This morning, I came across a post in Silicon Alley Insider written by a former Googler titled, “Here’s What Larry Page Needs To Do To Fix Google.” Slacy, the unnamed (?) engineer listed off some 13 uber-issues as well as some tactical suggestions for how to fix the system. Although Slacy is clearly frustrated with the status quo, his tone is productive and hopeful — do “x, y, and z” and Google can once again become a bastion of innovation with a “start-up feel” that I once loved.
This past Friday, by contrast, I had drinks with some former colleagues from Monitor Group, and several shared some of the gripes I once knew so well. Although all the concerns were legitimate, the implicit tone was dejected, desolate. A broken record of complaints.

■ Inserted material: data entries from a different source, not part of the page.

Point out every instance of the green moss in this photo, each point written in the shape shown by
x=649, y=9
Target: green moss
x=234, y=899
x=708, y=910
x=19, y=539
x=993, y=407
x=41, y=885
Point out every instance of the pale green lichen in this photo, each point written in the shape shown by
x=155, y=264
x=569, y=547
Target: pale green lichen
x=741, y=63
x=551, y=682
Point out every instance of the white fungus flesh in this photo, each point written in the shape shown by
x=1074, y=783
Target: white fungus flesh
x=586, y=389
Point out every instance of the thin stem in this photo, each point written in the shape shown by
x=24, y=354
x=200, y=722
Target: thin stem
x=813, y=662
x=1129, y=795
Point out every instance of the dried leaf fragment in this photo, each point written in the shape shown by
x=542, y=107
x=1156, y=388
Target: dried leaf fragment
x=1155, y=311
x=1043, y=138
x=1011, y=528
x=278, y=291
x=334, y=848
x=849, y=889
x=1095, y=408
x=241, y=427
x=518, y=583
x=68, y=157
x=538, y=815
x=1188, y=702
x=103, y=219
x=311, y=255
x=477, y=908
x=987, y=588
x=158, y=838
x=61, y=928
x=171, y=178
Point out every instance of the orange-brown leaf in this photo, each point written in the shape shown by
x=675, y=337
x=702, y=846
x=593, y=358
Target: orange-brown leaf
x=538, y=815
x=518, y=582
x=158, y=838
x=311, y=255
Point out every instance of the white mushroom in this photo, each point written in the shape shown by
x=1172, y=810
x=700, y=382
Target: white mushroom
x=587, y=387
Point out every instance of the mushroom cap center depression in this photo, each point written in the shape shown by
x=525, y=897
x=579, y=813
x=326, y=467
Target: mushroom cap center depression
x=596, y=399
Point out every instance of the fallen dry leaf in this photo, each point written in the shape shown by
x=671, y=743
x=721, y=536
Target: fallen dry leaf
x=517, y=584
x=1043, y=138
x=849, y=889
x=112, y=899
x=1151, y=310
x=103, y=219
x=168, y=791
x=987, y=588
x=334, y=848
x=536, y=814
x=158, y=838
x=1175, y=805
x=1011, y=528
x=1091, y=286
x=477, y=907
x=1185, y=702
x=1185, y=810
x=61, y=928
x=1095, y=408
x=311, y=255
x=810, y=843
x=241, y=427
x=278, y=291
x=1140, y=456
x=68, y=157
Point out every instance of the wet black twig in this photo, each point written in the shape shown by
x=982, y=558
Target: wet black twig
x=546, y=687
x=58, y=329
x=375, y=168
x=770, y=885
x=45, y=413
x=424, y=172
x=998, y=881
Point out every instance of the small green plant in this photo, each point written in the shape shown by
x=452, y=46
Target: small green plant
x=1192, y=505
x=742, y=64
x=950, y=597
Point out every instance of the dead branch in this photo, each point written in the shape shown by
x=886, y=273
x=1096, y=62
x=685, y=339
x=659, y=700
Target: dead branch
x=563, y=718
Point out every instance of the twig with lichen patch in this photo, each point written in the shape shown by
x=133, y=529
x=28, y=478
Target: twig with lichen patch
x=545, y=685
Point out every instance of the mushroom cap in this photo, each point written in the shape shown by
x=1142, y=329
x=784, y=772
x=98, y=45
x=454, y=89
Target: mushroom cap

I would argue that this is quite typical – namely, that the post-facto company critique is deemed a thoughtful retrospective, while the current employee list of grievances is equated with whining (even when the list is accompanied by potential solutions). The divergent perceptions of employee v. alumni feedback, which I would love for Dan Ariely to test, can lead to lost opportunities to retain talent, improve operations, and drive growth.

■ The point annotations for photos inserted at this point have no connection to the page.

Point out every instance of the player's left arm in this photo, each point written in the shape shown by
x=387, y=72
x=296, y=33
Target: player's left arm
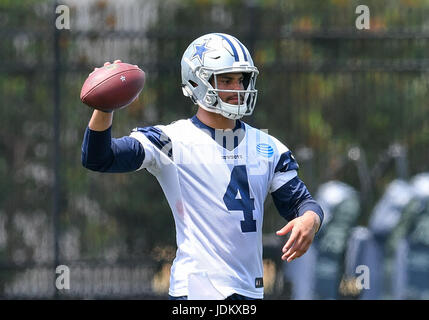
x=305, y=216
x=295, y=203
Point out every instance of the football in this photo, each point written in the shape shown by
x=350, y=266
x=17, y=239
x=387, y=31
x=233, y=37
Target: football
x=113, y=86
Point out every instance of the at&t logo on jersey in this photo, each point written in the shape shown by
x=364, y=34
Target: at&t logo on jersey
x=265, y=150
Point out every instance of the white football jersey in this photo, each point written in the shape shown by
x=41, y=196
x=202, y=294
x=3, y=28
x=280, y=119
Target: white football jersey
x=216, y=193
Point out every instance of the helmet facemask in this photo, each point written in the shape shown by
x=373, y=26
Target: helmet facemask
x=246, y=98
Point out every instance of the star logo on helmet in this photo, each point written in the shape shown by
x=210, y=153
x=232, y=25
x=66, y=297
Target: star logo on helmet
x=200, y=51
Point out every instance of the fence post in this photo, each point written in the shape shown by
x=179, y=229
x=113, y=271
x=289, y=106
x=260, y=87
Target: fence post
x=56, y=192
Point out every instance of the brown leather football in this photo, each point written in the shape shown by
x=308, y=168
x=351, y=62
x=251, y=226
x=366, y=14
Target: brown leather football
x=113, y=86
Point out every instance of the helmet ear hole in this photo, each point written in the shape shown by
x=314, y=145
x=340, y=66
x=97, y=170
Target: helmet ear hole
x=194, y=84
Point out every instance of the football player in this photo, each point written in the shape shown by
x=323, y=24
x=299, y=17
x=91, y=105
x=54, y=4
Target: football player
x=216, y=172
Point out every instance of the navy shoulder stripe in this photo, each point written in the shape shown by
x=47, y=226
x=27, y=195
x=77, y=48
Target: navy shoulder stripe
x=286, y=162
x=159, y=139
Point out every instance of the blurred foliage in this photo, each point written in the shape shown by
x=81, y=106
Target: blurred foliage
x=323, y=85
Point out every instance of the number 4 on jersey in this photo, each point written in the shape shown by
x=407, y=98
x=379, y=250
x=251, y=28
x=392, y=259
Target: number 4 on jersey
x=237, y=197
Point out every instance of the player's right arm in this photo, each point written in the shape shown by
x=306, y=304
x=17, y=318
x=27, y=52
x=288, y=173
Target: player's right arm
x=101, y=152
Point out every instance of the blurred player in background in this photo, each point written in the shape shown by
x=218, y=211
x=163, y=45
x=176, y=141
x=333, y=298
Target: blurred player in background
x=216, y=172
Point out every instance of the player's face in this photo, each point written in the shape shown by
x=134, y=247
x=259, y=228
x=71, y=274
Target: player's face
x=230, y=81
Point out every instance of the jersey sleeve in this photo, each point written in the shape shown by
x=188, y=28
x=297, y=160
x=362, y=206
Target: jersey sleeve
x=290, y=195
x=157, y=145
x=102, y=153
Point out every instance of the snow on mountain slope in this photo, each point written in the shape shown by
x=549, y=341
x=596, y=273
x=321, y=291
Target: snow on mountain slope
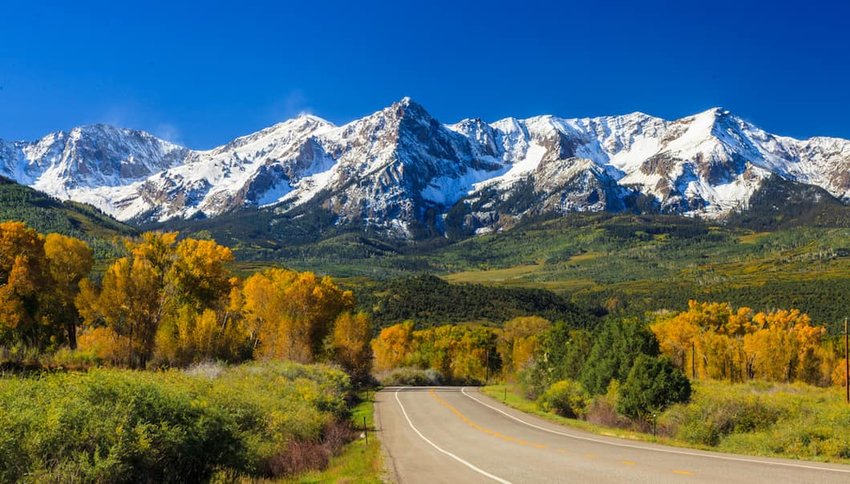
x=400, y=169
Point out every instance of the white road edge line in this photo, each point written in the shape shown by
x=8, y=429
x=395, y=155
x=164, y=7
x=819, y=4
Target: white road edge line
x=467, y=464
x=656, y=449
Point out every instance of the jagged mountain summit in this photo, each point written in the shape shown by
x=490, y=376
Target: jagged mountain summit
x=400, y=168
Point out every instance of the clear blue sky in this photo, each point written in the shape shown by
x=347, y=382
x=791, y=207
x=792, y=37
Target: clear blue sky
x=202, y=73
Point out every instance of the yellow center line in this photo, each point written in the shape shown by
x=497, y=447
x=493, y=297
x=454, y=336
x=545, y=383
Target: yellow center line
x=480, y=428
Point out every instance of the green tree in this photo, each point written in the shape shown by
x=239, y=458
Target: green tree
x=653, y=384
x=615, y=348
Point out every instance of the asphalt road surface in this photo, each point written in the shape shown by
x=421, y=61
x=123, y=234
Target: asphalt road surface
x=459, y=435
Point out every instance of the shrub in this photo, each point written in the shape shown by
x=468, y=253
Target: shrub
x=603, y=409
x=566, y=398
x=653, y=384
x=714, y=414
x=410, y=377
x=125, y=426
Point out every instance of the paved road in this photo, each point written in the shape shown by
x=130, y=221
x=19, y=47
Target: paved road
x=458, y=435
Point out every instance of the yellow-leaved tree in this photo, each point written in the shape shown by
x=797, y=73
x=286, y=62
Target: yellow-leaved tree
x=519, y=340
x=393, y=346
x=350, y=344
x=290, y=314
x=69, y=261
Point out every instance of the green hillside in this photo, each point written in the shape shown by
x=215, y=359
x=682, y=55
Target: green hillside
x=46, y=214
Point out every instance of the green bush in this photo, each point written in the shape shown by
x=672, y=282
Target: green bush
x=125, y=426
x=712, y=419
x=653, y=384
x=410, y=377
x=566, y=398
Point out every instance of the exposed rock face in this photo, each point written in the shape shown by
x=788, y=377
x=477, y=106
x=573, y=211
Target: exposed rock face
x=400, y=169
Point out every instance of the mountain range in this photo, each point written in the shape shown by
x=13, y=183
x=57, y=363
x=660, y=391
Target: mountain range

Many companies and organizations have feedback systems in place, but these are typically point-specific and not systemic. Employees are asked to give feedback about a manager, a team, an initiative, a project, a failure, a success. Less likely is the overall business ops feedback that tracks satisfaction and effectiveness across organizational silos, the questions like “If I were CEO or COO for the day, I would…” or “HR should really change the way we do x because…” And even less likely is asking these questions on a regular basis, or asking for specific recommendations of how to do things differently. Instead, estranged high performers are forced to hold onto their grievances until they leave for a seemingly better-run environment.
To state the obvious, work is work. You’re unlikely to find a company with perfectly satisfied employees. But regularly asking employees across all levels whether they are happy and what they would change is a highly effective and simple way to step on the tossed cigarette before it turns into a California brush fire. And luckily, technology makes sourcing feedback far more simple than hosting monthly off-sites with organizational psychologists and harmonica lessons.